Kementerian Pendidikan, Kebudayaan, Riset, dan Teknologi (Kemendiktisaintek) terus mematangkan mekanisme rekrutmen guru untuk Sekolah Menengah Atas (SMA) Unggul Garuda. Langkah ini merupakan bagian integral dari pendirian dan operasional sekolah-sekolah unggulan tersebut.

Direktur Jenderal Sains dan Teknologi Kemendiktisaintek, Ahmad Najib Burhani, menyampaikan bahwa pihaknya tengah menyusun detail proses rekrutmen. "Kita lagi proses untuk mempersiapkan itu (mekanisme rekrutmen guru)," ujarnya usai acara di Jakarta, Selasa (27/5/2025).

Kemendiktisaintek mempertimbangkan dua opsi utama dalam rekrutmen guru. Pertama, melalui jalur seleksi Aparatur Sipil Negara (ASN) atau Calon Pegawai Negeri Sipil (CPNS). Opsi kedua adalah rekrutmen di luar mekanisme ASN, namun detailnya masih dalam tahap perumusan.
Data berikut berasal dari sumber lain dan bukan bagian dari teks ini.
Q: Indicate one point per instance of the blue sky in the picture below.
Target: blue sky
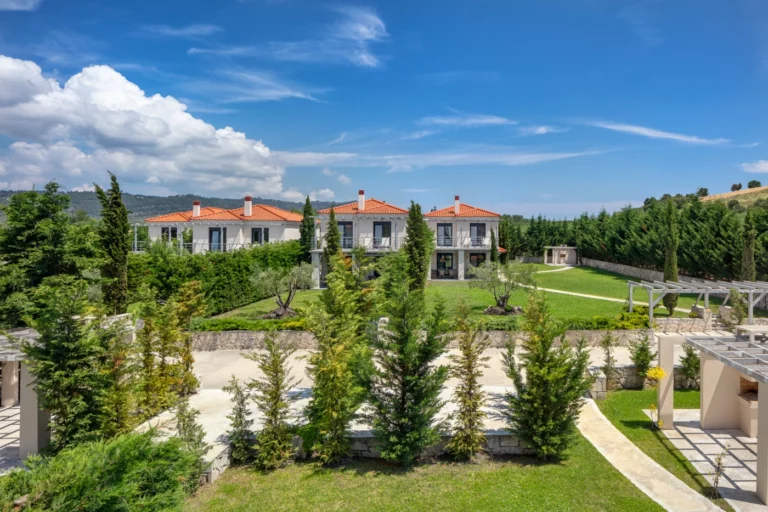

"Jadi ada proses nanti yang CPNS atau ASN, (ketentuannya akan) tertuang dalam Perpres kita itu untuk rekrutmen guru atau tendik untuk SMA Unggul Garuda," jelas Ahmad Najib. Ia menambahkan, kemungkinan ada penambahan guru dari luar sistem ASN dengan mekanisme yang masih digodok.

Kebutuhan Guru yang Signifikan

Ahmad Najib mengungkapkan perkiraan kebutuhan guru untuk SMA Unggul Garuda mencapai sekitar 55 guru mata pelajaran per sekolah. Dengan rencana pembangunan 20 SMA Unggul Garuda baru hingga tahun 2029, total kebutuhan guru mata pelajaran diperkirakan mencapai lebih dari seribu orang.

Jumlah ini hanya mencakup SMA Unggul Garuda yang baru dan berdiri sendiri. Informasi lebih lanjut mengenai kebutuhan pengajar di SMA Unggul Garuda Transformatif masih belum tersedia.

Progres Pembangunan SMA Unggul Garuda

Pada tahun 2025, Kemendiktisaintek menargetkan pembangunan dan penyelesaian empat SMA Unggul Garuda baru. Dua di antaranya, berlokasi di Soe, Nusa Tenggara Timur (NTT), dan Belitung Timur, Bangka Belitung, siap untuk segera dibangun.

"Yang akan kita rencanakan selesai tahun ini (2025), itu ada 4. Dua, insyaallah akan kita mulai pembangunannya segera, karena prosesnya sudah hampir selesai," ujar Ahmad Najib.

Dua lokasi lainnya adalah di Papua Tengah dan satu lokasi yang masih dalam proses seleksi. Berbagai daerah telah mengajukan diri untuk menjadi lokasi SMA Unggul Garuda dan saat ini sedang dievaluasi oleh Kemendiktisaintek.